The family’s lawyer in Malaysia, Yap Hoi Liong (葉海量), said that if Taiwan does not sentence the accused to the fullest extent of the law, then the family would do whatever it takes to extradite him to the Southeast Asian nation to stand trial.
Lin yesterday declined to comment, saying only that he would begin discussions regarding state compensation after the investigation closes.
Tsai told the Central News Agency that he can understand the family’s wishes, but must also respect the rights of the accused, Kaohsiung resident Liang Yu-chih (梁育誌), who allegedly confessed to the murder during questioning on Oct. 30.
As for extraditing Liang to Malaysia, Tsai said that whatever actions are taken must follow legal precedent.
Liang is to stand trial in Taiwan, and the prosecution is to investigate and recommend punishment according to the law, he added.
Regarding compensation, Tsai said that such lawsuits follow a designated procedure.
The Ciaotou branch of the Association for Victims Support took action immediately after the incident, helping Chung’s parents travel to Taiwan, Tsai said, adding that the government-sponsored association offers compensation similar to that distributed by the state.

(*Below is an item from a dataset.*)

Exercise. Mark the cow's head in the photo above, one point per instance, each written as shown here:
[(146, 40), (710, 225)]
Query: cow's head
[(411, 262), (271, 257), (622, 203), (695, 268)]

The association told local media that it has not yet received an application for compensation from Chung’s family, which is estimated by some law experts to be about NT$1.7 million (US$58,964).
Asked about the family’s demands, Premier Su Tseng-chang (蘇貞昌) told reporters that the murderer would be punished severely in accordance with the law.
Everyone is aware that under the rule of law in Taiwan, people who commit a crime within the nation’s borders are strictly dealt with according to the law, he said.
Su added that he sympathizes with the family and again offered his apologies, saying that the murderer would definitely receive a severe punishment.
An expert familiar with international legal assistance said that Taiwan has jurisdiction over this case.
Taiwan and Malaysia do not have extradition treaties or provisions, the expert said, adding that such a request would be denied under Article 4 of the Law of Extradition (引渡法), which protects Republic of China citizens from extradition.
State compensation follows the principle of advance negotiation, meaning that the compensatory authority — in this case the Tainan City Government — must first negotiate with the family of the victim, they said.
Only if they fail to reach an agreement would the matter enter litigation, they added.
Yesterday, Yap said that investigators have yet to contact the family’s legal team, calling on President Tsai Ing-wen (蔡英文) to keep prosecutors from burying the case.
Under Article 15 of the State Compensation Law (國家賠償法), authorities are obligated to communicate with the family, even though they are foreign claimants, Yap said.
The president should ensure that autopsy and post-mortem procedures are reported accurately, Yap said, adding that he hopes the family will receive the investigative report within a month.
Tainan Mayor Huang Wei-che (黃偉哲) later yesterday pledged to assist Chung’s family if they decide to seek state compensation in Taiwan.
Huang added that he hoped the court would hand down a verdict that meets public expectations.